A mum-of-three is planning to renew her wedding vows after shedding half her body weight.
Julie Farquhar, who went from a size 26 to a 10 and was 20st 12lb at her heaviest, says she wants to look like she’d always wanted on her big day.
“I’d like to look like a princess for the day and be proud of walking down the aisle instead of just wearing a dress because it’s all I could get at that size,” said Julie, 41, from Oldmeldrum, Aberdeenshire.
But now, at a trim 10st 8lb, Julie is hoping to help steer others away from dangerous obesity. And she is backing calls by Cancer Research UK for the Scottish Government to ban junk food multi-buy offers.
Julie’s desire to lose weight was given fresh impetus after her mum Vera lost a battle against breast cancer four years ago this month.
“I saw first-hand what cancer did to my mum and it was horrific,” said Julie. “Although her cancer wasn’t related to her weight, I was dramatically increasing my own chances of developing cancer by being so heavy.
“It was a no brainer that I had to do something about it for the sake of my children.
“My mum fought with every ounce of her being to live – and there I was in the background killing myself with food.
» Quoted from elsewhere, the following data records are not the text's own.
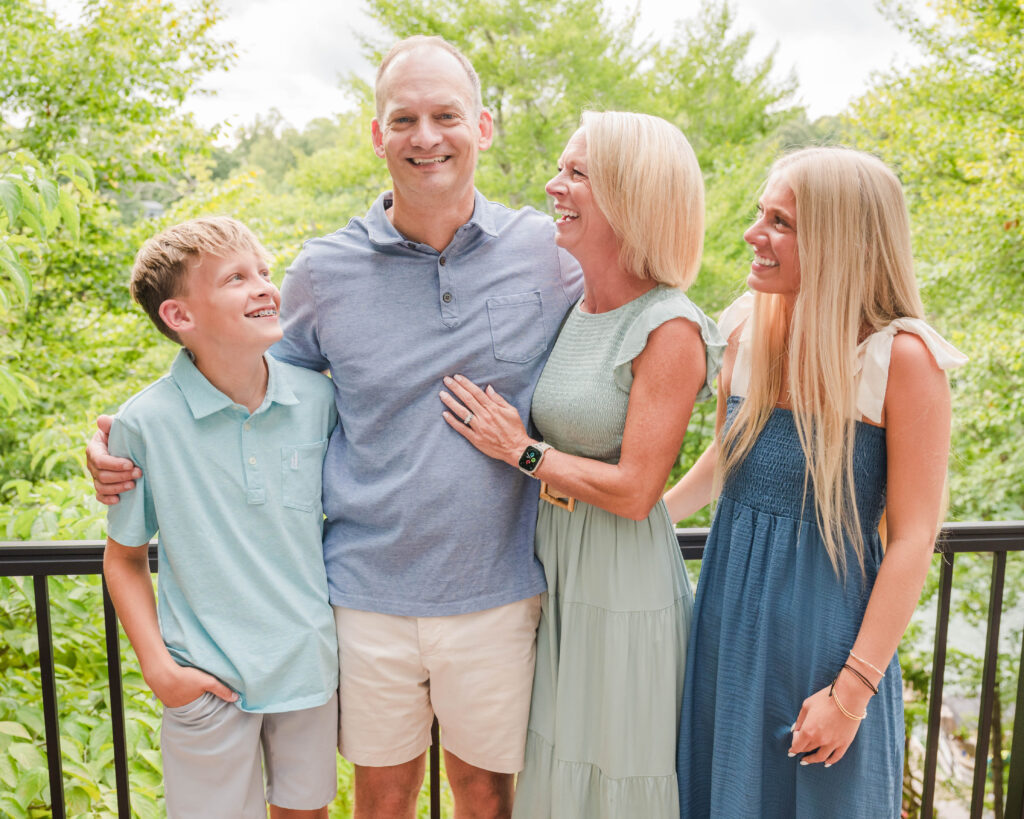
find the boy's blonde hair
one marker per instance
(647, 183)
(162, 264)
(856, 276)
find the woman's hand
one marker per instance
(822, 732)
(495, 427)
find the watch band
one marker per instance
(531, 457)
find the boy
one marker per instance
(231, 444)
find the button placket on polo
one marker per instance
(448, 294)
(255, 487)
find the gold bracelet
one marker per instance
(843, 710)
(868, 664)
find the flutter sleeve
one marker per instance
(872, 361)
(735, 314)
(676, 306)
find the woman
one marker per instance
(835, 407)
(611, 405)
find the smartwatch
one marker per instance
(531, 457)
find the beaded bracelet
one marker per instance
(859, 676)
(868, 664)
(843, 710)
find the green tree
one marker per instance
(110, 86)
(953, 130)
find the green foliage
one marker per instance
(109, 87)
(87, 746)
(952, 128)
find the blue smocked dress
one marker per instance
(773, 623)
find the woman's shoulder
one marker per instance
(736, 314)
(904, 347)
(660, 306)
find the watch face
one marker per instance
(529, 459)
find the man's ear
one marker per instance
(175, 314)
(486, 130)
(377, 133)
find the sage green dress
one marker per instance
(611, 641)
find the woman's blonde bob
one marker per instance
(856, 276)
(648, 185)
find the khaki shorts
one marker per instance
(474, 672)
(212, 751)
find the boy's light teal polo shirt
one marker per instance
(237, 500)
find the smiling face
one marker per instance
(429, 131)
(229, 302)
(581, 226)
(773, 236)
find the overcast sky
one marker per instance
(291, 52)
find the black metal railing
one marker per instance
(41, 560)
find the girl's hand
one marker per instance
(495, 427)
(822, 732)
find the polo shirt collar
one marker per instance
(381, 231)
(205, 399)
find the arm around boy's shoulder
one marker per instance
(132, 520)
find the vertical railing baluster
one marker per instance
(988, 685)
(1015, 789)
(938, 678)
(49, 685)
(435, 771)
(117, 704)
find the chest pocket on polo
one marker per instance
(302, 475)
(516, 327)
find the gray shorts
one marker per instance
(212, 755)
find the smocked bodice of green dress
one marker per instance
(581, 400)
I’ve no doubt about that. If I’d kept going the way I was, God knows where I’d have ended up.”
Although she had always struggled with her weight, the unhealthy take-away meals and snacks of crisps and chocolate she largely existed on as she visited her mum in a hospice saw the pounds really pile on.
But it wasn’t until more than two years after losing her mum that she was persuaded to try a local Slimming World class with them in January 2017.
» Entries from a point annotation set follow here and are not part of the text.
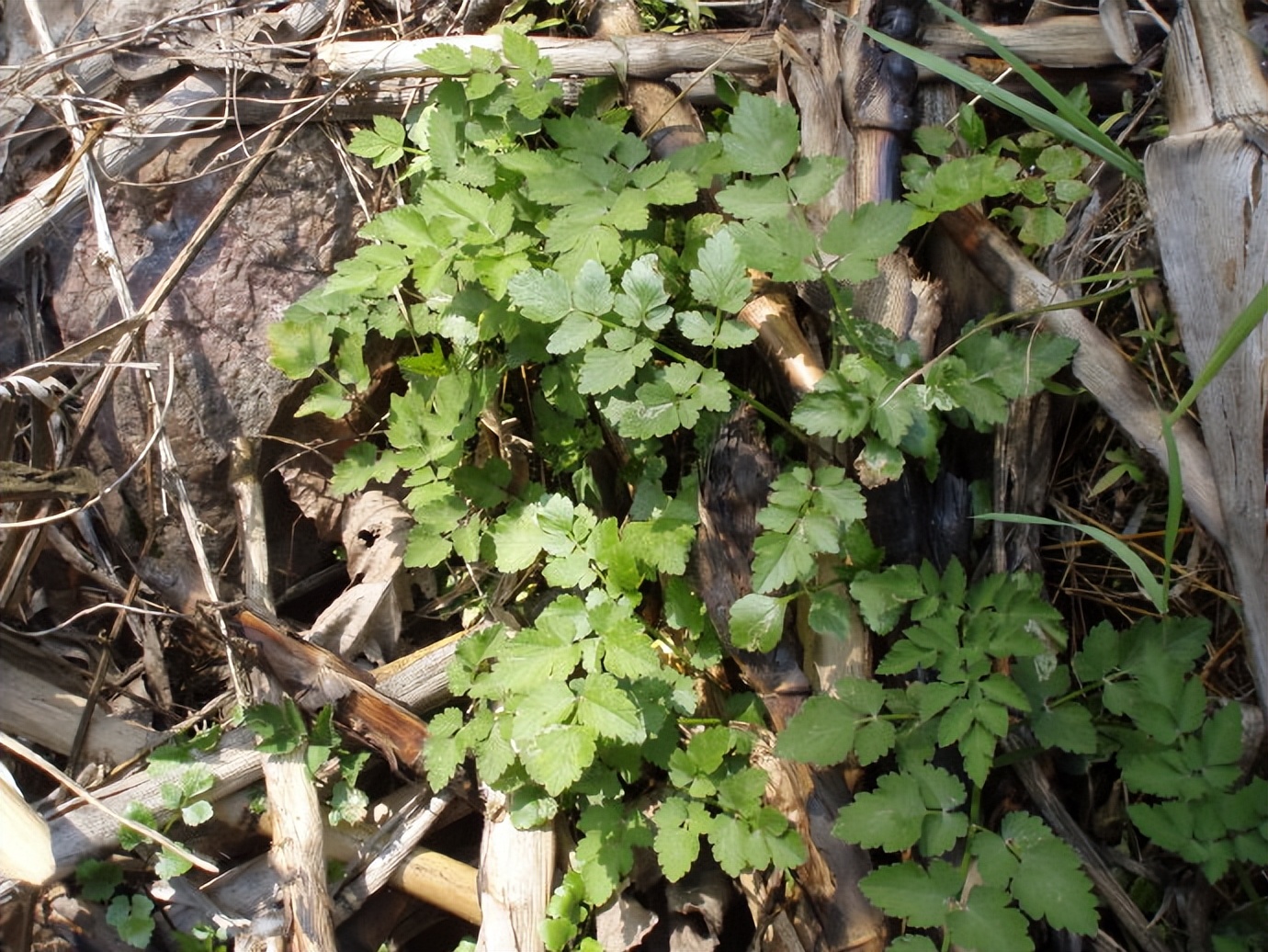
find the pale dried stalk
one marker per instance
(1098, 364)
(386, 847)
(49, 715)
(26, 754)
(1055, 42)
(515, 878)
(182, 110)
(297, 855)
(647, 56)
(1206, 194)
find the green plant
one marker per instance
(282, 729)
(1040, 174)
(547, 287)
(182, 784)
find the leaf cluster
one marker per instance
(548, 273)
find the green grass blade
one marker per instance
(1238, 333)
(1149, 584)
(1174, 502)
(1036, 116)
(1060, 103)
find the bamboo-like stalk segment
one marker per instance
(644, 56)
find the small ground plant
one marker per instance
(554, 291)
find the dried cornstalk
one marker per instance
(1205, 184)
(1097, 364)
(647, 56)
(516, 871)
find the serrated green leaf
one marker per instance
(516, 538)
(757, 621)
(678, 825)
(781, 246)
(603, 705)
(821, 733)
(873, 741)
(763, 136)
(957, 183)
(890, 817)
(907, 891)
(1038, 226)
(593, 290)
(723, 334)
(988, 923)
(761, 199)
(383, 143)
(881, 597)
(861, 237)
(551, 704)
(814, 176)
(574, 333)
(720, 278)
(604, 370)
(1050, 882)
(540, 296)
(132, 917)
(780, 560)
(557, 755)
(978, 748)
(728, 838)
(1068, 727)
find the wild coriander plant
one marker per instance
(547, 277)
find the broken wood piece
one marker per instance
(1102, 876)
(378, 852)
(1055, 42)
(1097, 364)
(297, 854)
(516, 870)
(49, 714)
(1205, 187)
(643, 56)
(316, 677)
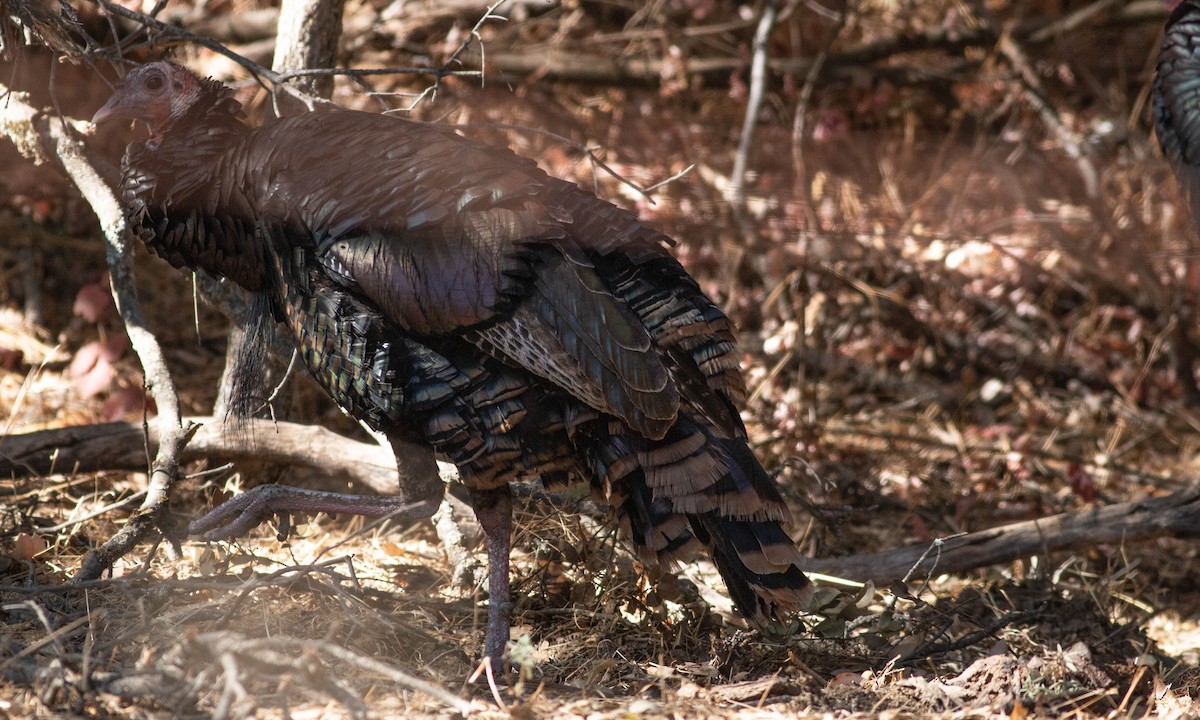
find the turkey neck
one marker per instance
(173, 197)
“It wasn’t until I’d been to that meeting that I realised how heavy I’d become.
“It’s one thing knowing that you’re overweight but it’s something else entirely when you’re faced with the reality of the figure on those scales.”
Although she’d tried unsuccessfully to lose weight in the past, the support, backed up by the experience she’d had with her mum, made this time different.
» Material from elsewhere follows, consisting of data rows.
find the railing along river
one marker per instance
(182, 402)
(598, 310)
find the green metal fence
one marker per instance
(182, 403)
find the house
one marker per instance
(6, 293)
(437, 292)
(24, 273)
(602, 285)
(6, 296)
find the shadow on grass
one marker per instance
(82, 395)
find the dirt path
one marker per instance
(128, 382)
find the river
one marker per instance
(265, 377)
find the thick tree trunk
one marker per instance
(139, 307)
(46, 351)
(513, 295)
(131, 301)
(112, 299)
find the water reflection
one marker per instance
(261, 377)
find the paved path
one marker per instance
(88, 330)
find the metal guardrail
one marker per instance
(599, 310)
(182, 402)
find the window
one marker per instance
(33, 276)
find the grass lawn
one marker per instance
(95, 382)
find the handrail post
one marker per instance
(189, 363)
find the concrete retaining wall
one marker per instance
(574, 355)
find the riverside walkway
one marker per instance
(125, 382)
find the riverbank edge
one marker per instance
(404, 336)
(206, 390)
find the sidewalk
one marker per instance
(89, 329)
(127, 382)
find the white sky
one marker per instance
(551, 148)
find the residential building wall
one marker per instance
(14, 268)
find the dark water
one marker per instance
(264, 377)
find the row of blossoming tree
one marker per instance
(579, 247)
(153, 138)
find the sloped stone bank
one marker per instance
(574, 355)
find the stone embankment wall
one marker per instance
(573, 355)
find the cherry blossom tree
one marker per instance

And the weight fell away as she and husband John, 33, wanted to make sure they were setting a good example to sons Dillon, 14, Keigan, 11 and eight-year-old daughter Lois.
She said: “If I want to have sausage, beans and chips, I still have it, but it will be grilled low-fat sausages and home-made potato wedges that are cooked in the oven with the tiniest amount of spray oil. I stopped shopping in the bigger stores with the kids and moved to one of the budget supermarkets where I think I’m more likely to find deals on fruit and veg and fewer of these junk food offers.
“I can pick up a pack of six apples for 69p there, but in other shops a packet of apples could be double the price of a multi-pack of crisps. That’s just wrong and definitely something the Scottish Government needs to clamp down on.”
A Cancer Research UK report published last month shows that obesity is set to overtake smoking as the biggest preventable cause of cancer among UK women in 25 years’ time.
Already being overweight or obese is linked to around 2,200 (7%) cases of cancer a year in Scotland.
Professor Linda Bauld, from the charity, believes new laws are desperately needed to make food shopping a healthier experience.
“Junk food multi-buy offers encourage us to bulk buy and eat large quantities of unhealthy food, the consequences of which have become all too obvious in the nation’s growing waistlines,” said Professor Bauld, who is based at the University of Stirling.
“The Scottish Government can and must take action.”
Julie says her new slimmed-down look gave her the confidence to take up a new job working in a nursery, something she would have been too scared to do when she was bigger.
And now a re-do of her wedding day is on the cards. “It has made me a whole new person,” she adds. “I was plus-size when I got married so doing it again, as I’d want, would be lovely.”